My Test accuracy is pretty bad compared to cross-validation accuracy I did a Multi-class document classification. I divided the original data set (18,8334 documents as a list of strings where each element of list is a document string.) into 70% training and 30% test. 
Then on the 70% training dataset, I used sklearn 5 fold cross validation to train the model. I used three models. First was Gaussian Naive Bayes, second was Random Forests and third was Stochastic Gradient Descent SVM. 
Stochastic gradient descent gave the highest cross validated accuracy of 0.85. But the same model when tested on the 30% test dataset gives 9% accuracy.  Why is that? Isn't cross-validation error a measure or estimate of test error/generalization error?
Thanks
Edit:
This is how I created the train_test(70/30) 
def split(docs_list,target_recoded):
    """This function samples the dataset into training and testing"""
    # Splitting into training and test. 
    from sklearn.cross_validation import train_test_split
    train_X, test_X,train_Y,test_Y = train_test_split(docs_list, target_recoded, test_size=0.30, random_state=42)

    return train_X, test_X,train_Y,test_Y

After initial nlp preprocessing like stop words removal, stemming etc, I have a cleaned list of doc strings. On that, I used the following for bag of words creation. First 70% training data is passed and then 30% test data was passed as argument to this function. 
def bagofWords(X,Y,max_feature=5000,type="count"):
    """This function creates a Bag of Features vectors from the original documents"""

    from sklearn.feature_extraction.text import CountVectorizer, TfidfVectorizer
    # Initialize the "CountVectorizer" object, which is scikit-learn's
    # bag of words tool.  

    if(type=="count"): # To choose between count or tf-idf bag or words model
        vectorizer = CountVectorizer(analyzer = "word",max_features = max_feature) 
    else: 
        vectorizer = TfidfVectorizer(analyzer = "word",max_features = max_feature)

    X=vectorizer.fit_transform(X)
    return X ,np.array(Y) 

This is how I train an SGD
 def SGD(self):
        """Method to implement Multi-class SVM using Stochastic Gradient Descent"""

        from sklearn.linear_model import SGDClassifier
        scores_sgd = []

        for train_indices, test_indices in self.k_fold:
            train_X_cv = self.train_X[train_indices].todense()
            train_Y_cv= self.train_Y[train_indices]

            test_X_cv = self.train_X[test_indices].todense()
            test_Y_cv= self.train_Y[test_indices]

            self.sgd=SGDClassifier(loss='hinge',penalty='l2')
            scores_sgd.append(self.sgd.fit(train_X_cv,train_Y_cv).score(test_X_cv,test_Y_cv))

        print("The mean accuracy of Stochastic Gradient Descent Classifier on CV data is:", np.mean(scores_sgd))   

And this is to check test performance
def test_performance(self,test_X,test_Y):
        """This method checks the performance of each algorithm on test data."""

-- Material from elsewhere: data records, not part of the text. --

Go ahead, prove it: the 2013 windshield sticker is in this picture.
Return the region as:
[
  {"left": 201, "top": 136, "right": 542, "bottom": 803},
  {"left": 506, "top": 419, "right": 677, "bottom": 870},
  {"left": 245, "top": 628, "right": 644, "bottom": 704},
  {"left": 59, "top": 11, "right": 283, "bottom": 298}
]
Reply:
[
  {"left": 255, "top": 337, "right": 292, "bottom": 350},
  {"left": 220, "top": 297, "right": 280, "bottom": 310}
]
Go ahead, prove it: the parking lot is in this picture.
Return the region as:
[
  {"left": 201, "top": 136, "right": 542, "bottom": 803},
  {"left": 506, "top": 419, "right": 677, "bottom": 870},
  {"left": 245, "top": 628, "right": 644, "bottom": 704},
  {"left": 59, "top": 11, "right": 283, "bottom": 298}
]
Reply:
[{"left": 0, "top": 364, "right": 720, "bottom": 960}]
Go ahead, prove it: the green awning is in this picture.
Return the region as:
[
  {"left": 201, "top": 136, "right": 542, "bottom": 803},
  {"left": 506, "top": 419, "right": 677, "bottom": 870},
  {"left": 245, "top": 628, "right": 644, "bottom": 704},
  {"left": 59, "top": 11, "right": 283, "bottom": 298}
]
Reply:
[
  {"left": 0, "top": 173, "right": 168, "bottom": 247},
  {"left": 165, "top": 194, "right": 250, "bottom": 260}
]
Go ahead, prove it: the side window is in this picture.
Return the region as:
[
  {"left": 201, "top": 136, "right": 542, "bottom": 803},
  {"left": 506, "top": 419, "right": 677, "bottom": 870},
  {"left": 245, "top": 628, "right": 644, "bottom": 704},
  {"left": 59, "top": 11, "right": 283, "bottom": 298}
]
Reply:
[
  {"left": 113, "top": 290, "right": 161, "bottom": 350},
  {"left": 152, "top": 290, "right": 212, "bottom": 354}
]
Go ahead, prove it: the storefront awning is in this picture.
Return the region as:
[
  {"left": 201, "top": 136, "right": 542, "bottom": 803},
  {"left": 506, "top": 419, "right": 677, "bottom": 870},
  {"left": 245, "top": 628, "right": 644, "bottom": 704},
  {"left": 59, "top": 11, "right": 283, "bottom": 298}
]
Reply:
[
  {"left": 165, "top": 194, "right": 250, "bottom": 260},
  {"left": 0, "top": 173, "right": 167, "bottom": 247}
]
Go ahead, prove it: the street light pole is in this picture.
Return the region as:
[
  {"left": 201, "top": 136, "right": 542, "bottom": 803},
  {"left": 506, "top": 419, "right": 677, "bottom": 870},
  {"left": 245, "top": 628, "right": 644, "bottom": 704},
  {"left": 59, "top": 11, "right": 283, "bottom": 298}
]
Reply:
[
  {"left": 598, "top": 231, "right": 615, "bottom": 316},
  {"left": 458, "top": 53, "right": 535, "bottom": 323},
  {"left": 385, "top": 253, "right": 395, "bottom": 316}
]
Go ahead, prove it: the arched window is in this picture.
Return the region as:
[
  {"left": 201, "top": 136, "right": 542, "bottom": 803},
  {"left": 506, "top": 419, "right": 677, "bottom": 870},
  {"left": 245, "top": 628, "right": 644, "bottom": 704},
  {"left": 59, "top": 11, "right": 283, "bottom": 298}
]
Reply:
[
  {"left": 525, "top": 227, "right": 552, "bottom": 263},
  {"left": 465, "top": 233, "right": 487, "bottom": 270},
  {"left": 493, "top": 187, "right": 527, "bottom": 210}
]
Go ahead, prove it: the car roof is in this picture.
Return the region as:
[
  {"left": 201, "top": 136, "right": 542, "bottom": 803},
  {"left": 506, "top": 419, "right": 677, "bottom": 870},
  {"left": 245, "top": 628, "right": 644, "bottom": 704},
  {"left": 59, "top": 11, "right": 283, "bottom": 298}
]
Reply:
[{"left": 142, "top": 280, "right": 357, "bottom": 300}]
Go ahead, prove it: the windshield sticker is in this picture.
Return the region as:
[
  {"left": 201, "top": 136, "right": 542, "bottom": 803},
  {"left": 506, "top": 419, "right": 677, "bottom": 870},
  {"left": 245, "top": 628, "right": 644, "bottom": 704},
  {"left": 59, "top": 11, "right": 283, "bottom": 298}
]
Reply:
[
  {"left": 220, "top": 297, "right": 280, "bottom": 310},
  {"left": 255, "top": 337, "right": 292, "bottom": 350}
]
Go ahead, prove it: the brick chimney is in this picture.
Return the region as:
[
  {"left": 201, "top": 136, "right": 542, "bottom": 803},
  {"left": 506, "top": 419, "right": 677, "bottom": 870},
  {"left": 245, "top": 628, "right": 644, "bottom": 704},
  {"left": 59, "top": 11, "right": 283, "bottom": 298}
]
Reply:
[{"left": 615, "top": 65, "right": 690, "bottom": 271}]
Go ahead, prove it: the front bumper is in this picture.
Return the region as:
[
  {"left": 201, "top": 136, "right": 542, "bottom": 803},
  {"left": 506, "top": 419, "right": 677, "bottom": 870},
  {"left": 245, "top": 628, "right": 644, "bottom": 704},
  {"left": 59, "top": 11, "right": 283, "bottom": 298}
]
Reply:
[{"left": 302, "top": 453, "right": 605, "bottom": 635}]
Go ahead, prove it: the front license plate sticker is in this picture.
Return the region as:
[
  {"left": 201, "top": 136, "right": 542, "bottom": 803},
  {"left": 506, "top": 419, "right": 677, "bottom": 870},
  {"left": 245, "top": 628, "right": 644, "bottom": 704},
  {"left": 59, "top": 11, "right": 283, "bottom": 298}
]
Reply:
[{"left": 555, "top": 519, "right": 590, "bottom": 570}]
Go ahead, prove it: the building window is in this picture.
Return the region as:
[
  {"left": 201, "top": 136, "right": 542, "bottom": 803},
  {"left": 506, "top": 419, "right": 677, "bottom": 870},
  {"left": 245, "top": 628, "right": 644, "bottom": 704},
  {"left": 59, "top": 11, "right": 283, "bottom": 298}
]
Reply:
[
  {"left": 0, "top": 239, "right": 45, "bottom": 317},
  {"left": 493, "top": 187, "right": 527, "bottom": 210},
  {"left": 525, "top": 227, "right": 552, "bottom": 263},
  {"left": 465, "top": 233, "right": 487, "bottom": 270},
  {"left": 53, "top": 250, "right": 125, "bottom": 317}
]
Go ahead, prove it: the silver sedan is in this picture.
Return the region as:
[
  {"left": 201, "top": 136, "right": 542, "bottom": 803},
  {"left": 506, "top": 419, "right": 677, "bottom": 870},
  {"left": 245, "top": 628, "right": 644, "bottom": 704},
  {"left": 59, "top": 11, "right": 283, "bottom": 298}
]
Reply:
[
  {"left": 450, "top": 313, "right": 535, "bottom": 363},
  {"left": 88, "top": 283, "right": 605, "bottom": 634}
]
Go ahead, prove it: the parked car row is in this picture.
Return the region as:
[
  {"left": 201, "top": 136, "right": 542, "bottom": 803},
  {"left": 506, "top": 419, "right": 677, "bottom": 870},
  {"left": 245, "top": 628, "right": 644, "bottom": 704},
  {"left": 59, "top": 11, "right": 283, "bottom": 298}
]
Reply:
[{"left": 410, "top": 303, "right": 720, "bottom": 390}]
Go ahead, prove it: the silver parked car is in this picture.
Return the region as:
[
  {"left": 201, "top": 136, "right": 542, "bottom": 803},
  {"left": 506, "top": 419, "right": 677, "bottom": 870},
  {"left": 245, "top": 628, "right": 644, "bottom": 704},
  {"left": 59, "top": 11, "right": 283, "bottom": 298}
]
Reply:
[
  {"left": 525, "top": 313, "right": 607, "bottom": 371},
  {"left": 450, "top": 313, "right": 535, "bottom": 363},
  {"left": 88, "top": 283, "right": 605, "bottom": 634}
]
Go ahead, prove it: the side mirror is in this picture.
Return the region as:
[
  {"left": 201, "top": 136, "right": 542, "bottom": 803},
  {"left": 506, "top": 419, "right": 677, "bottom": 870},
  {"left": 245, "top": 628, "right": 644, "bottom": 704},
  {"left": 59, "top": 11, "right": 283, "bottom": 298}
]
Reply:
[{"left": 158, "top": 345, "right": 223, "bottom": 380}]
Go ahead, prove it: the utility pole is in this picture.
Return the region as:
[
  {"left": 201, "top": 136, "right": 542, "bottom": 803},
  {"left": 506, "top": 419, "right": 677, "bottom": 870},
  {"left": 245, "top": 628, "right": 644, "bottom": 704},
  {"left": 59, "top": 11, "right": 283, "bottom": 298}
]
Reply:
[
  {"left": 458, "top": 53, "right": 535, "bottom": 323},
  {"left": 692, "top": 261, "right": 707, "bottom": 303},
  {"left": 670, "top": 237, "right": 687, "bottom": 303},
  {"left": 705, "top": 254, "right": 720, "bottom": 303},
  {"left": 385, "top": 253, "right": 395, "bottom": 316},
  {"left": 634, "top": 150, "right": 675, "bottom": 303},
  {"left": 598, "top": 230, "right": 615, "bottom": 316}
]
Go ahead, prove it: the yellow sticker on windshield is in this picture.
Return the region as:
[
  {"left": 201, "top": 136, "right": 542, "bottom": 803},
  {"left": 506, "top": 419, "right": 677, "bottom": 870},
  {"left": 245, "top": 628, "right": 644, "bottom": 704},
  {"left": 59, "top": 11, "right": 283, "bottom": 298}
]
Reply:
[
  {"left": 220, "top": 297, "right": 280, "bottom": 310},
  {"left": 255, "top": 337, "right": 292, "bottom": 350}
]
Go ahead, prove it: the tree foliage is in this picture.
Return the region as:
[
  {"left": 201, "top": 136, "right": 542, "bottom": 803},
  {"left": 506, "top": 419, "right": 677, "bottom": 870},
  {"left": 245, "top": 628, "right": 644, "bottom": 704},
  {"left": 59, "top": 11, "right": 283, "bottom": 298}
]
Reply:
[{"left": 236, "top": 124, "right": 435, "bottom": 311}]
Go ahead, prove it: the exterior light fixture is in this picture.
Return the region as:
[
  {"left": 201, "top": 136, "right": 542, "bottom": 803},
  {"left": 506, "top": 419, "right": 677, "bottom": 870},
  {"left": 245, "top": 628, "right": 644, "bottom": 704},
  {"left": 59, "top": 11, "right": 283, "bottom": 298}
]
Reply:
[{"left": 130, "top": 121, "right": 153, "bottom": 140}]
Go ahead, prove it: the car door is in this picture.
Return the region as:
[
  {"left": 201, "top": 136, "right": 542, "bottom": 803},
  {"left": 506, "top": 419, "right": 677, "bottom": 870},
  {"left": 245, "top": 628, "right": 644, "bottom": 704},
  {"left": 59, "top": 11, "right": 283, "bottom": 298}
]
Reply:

        from sklearn import metrics
# For SGD
        print ("The accuracy of SGD on test data is:", self.sgd.score(test_X,test_Y))
        print 'Classification Metrics for SGD'
        print metrics.classification_report(test_Y, self.sgd.predict(test_X))
        print "Confusion matrix"
        print metrics.confusion_matrix(test_Y, self.sgd.predict(test_X))

 A: Hastie et al discuss this precise issue in their book, The Elements of Statistical Learning.  They conclude that cross-validation is NOT an estimate of test-error conditional on the training set.  Rather, they believe it is an estimate of the unconditional test error.  In other words, this is the expected test error if you are also randomizing over the world of possible training sets, rather than the precise training set you've been given.
A: I'd suspect something is wrong with how you created the hold out set. Ie either it wasn't randomized or needed to be done with stratified sampling.
This sort of thing can also happen if you did feature selection or engineering outside of the CV loop as you'll produce features that look good across the cv folds but don't generalize. 
It can also happen if you tuned model hyperparameters using the CV loop. How did the other model's do on the hold out set? SVMs can be quite prone to this while RF's tend to be less prone so i'd wonder about that in particular. Other strategies for dealing with this include an inner CV loop and fixing the regularization parameters to limit the amount of overfitting you can do. 
Finally if this is highly dimensional data with lots of variance unrelated to the target (like genetic data) it is quite possible there exist models that works well in the cv data but not the hold out data by random chance.
This phenomena has been described as "anti learning", again RF's tend to be more robust against this (because of the internal bagging) though it begins to effect them as well as the dimensionality grows.